Socioeconomic status largely explains the lower adoption of active surveillance or watchful waiting (AS/WW) by black men with low-risk prostate cancer (PCa), but other factors come into play as well.

Of 50,302 patients in the Surveillance, Epidemiology, and End Results Prostate with Watchful Waiting Database, 7517 (14.9%) were black and 42,785 (85.1%) were nonblack. From 2010 to 2015, use of radical prostatectomy and definitive radiation therapy significantly declined from 41.4% and 46.0% to 28.8% and 34.8%, respectively, among black men and from 48.5% and 36.7% to 31.8% and 24.9%, respectively, among nonblack men.

Meanwhile, AS/WW rates nearly tripled, but the increase was significantly smaller for black patients, Brandon A. Mahal, MD, of the Harvard Radiation Oncology Program in Boston, and colleagues reported in a letter in the New England Journal of Medicine. Over the 5-year period, receipt of AS/WW significantly increased from 12.6% to 36.4% among black men and from 14.8% to 43.3% among nonblack men.

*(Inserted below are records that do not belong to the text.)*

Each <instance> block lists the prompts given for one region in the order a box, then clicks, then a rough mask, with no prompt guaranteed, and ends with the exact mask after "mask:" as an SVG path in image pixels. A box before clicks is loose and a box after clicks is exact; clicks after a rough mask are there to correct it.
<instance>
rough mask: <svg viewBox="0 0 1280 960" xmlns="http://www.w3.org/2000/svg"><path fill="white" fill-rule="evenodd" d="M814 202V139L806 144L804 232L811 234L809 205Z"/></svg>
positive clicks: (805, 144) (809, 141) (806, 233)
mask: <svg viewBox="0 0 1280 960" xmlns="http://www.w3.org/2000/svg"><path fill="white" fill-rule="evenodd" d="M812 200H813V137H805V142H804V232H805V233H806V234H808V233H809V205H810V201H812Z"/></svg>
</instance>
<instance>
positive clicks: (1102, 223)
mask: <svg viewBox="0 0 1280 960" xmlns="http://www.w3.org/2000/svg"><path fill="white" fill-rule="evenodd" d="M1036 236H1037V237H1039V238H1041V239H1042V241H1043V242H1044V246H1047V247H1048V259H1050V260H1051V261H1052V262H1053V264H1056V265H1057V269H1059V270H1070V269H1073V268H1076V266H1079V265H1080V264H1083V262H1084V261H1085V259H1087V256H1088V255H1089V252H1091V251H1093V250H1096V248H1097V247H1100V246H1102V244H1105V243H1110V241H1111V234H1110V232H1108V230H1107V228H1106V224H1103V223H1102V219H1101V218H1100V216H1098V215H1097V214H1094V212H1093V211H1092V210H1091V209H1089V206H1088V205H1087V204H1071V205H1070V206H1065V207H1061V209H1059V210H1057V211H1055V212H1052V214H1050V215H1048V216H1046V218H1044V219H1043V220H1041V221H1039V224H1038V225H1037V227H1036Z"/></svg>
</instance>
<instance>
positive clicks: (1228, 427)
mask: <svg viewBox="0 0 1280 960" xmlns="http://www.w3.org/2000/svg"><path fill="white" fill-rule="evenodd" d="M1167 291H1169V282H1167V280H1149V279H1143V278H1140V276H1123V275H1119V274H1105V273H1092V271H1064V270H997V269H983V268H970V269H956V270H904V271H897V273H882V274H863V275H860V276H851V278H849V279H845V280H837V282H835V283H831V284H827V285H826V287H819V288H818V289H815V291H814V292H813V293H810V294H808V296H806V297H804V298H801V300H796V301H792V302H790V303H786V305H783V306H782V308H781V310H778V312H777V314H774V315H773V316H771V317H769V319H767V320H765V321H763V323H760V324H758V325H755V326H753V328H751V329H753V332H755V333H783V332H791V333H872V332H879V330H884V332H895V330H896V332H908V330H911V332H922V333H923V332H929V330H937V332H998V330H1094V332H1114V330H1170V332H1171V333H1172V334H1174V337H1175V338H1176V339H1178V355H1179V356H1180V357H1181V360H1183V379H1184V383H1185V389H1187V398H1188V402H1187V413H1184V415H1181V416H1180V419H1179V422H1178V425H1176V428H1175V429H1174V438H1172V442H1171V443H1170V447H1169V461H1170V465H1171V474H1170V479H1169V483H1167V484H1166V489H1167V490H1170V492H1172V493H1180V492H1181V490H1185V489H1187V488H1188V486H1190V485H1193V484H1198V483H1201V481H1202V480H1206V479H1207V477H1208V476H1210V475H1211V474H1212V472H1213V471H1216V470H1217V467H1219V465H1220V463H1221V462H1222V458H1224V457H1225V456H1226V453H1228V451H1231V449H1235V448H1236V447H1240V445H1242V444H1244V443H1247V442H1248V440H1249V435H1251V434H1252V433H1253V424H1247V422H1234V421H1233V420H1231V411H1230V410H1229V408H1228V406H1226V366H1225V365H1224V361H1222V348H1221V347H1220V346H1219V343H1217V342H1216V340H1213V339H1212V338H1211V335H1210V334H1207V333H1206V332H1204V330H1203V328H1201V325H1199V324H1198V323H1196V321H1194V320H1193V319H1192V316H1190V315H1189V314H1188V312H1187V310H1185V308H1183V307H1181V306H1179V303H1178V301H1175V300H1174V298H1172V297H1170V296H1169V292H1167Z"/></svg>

In unadjusted analyses, black men were 7% less likely to receive AS/WW. But this disparity diminished and was no longer significant after adjustment for socioeconomic and insurance status. After multivariable adjustment, the odds of AS/WW for black men vs nonblack men for the years 2010 through 2015 were 1.06, 1.24, 0.97, 1.01, 0.92, and 0.84.

“Still, black men were less likely than nonblack men to receive active surveillance or watchful waiting by 2015, even after adjustment for socioeconomic status — a finding that suggests a possible lower relative uptake of active surveillance or watchful waiting over time for black men,” Dr Mahal and colleagues wrote.

References

Butler S, Muralidhar V, Chavez J, et al. Active surveillance for low-risk prostate cancer in black patients. N Engl J Med 2019;380:2070-2072. Published online May 22, 2019. doi:10.1056/NEJMc1900333

Black men less likely than nonblack patients to adopt active surveillance for low-risk prostate cancer (news release). Dana-Farber Research Institute; May 22, 2019.